Observam-se determinados dados na tabela
abaixo:
|
Negociação de 30
min.
|
Palavra NÃO
|
Períodos de
Silêncio
|
Interrupções ao
Oponente
|
Contato Físico
|
|
Americanos
|
9 Vezes
|
3,5 Períodos
|
6 Vezes
|
Nenhum
|
|
Japoneses
|
5 Vezes
|
5 Períodos de 10
seg.
|
6Vezes
|
Nenhum
|
|
Brasileiros
|
83 Vezes
|
Nenhum
|
18 Vezes
|
5 Vezes
|
Fonte: Professora Denise Ferreira, Professora,
consultora, psicóloga clínica e organizacional.
Como se observa
cada cultura, cada país possui pessoas que seguem métodos e formas diferentes
na hora da negociação, ou seja, um brasileiro se for um mau negociador e o
mesmo for negociar com um americano da mesma forma que se negocia no Brasil
provavelmente a negociação será mal sucedida, pois como o americano é mais
impaciente e pois como o americano é mais impaciente e deseja que gostem deles,
por sua vez não se identificará com o jeito do brasileiro que falam “NÃO”

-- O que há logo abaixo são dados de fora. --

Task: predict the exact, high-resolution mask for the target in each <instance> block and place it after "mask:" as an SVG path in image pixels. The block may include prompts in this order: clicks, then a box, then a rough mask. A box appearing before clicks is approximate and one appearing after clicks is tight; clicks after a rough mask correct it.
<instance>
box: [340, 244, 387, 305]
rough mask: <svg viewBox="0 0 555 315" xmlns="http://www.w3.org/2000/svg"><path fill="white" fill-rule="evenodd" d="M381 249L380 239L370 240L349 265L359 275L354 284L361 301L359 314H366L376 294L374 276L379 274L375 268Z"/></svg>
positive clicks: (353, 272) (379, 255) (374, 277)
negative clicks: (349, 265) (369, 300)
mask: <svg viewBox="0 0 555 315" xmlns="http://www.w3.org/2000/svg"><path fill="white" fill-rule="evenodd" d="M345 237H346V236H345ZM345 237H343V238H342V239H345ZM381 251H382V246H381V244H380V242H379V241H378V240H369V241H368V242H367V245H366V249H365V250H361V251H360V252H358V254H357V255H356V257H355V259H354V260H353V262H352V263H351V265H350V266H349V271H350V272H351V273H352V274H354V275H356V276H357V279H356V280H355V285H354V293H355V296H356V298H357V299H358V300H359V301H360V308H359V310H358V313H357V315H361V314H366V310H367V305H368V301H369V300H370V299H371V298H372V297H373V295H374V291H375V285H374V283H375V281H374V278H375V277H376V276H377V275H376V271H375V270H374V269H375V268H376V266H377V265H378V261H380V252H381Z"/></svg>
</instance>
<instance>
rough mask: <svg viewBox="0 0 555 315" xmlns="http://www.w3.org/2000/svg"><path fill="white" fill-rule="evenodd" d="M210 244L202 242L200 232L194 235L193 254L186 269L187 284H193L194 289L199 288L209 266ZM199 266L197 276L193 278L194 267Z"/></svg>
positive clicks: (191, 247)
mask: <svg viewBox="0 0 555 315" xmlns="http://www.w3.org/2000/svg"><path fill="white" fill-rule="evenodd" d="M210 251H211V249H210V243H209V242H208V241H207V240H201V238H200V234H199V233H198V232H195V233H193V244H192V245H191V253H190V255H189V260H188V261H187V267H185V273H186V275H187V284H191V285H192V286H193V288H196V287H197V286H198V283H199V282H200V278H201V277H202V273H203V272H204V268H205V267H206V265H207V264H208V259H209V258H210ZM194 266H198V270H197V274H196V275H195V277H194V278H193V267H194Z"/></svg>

várias vezes, falam com muita frequência e costumam interromper o seu
“oponente” várias vezes, além de possuir contato físico na negociação. Desta
forma, a negociação será mal sucedida, pois há necessidade de conhecer o seu
“oponente” para que haja uma negociação eficiente.
Observe que a obtenção de um resultado de
sucesso, não significa sempre obter um “sim”, nem mesmo consiste na habilidade
de usar o poder de uma informação para se tomar uma decisão – a negociação vai
além, pois busca principalmente a otimização de interesses mútuos.
Pode-se dizer então
que a Negociação é um processo, que utiliza estudos específicos e planejamento,
com o objetivo de alcançar um acordo mútuo na resolução de um conflito entre
partes envolvidas.
A negociação
considerada como um processo envolve além de meios de comunicação, uma
preparação do negociador e o desenvolvimento de um planejamento adequado. O
incremento de habilidades aparece juntamente com a organização do negociador
através de um foco bem definido no alcance do objetivo proposto, pois é através
do objeto e, principalmente, saber de onde extrair as informações para seu
adequado planejamento e direção.
A negociação não
envolve somente o ganho de uma das partes, ou seja, o processo de ganha-perde,
mas sim no processo em que ambas as partes envolvidas venha ser beneficiadas,
ou seja, no processo que se chama de processo de ganha-ganha.
Etapas da negociação
Segundo ACUFF (2004, p.31), as negociações devem
cumprir as seguintes etapas: orientação e pesquisa; resistência; reformulação
das estratégias; discussões difíceis e tomada de decisões acordo; seguimento.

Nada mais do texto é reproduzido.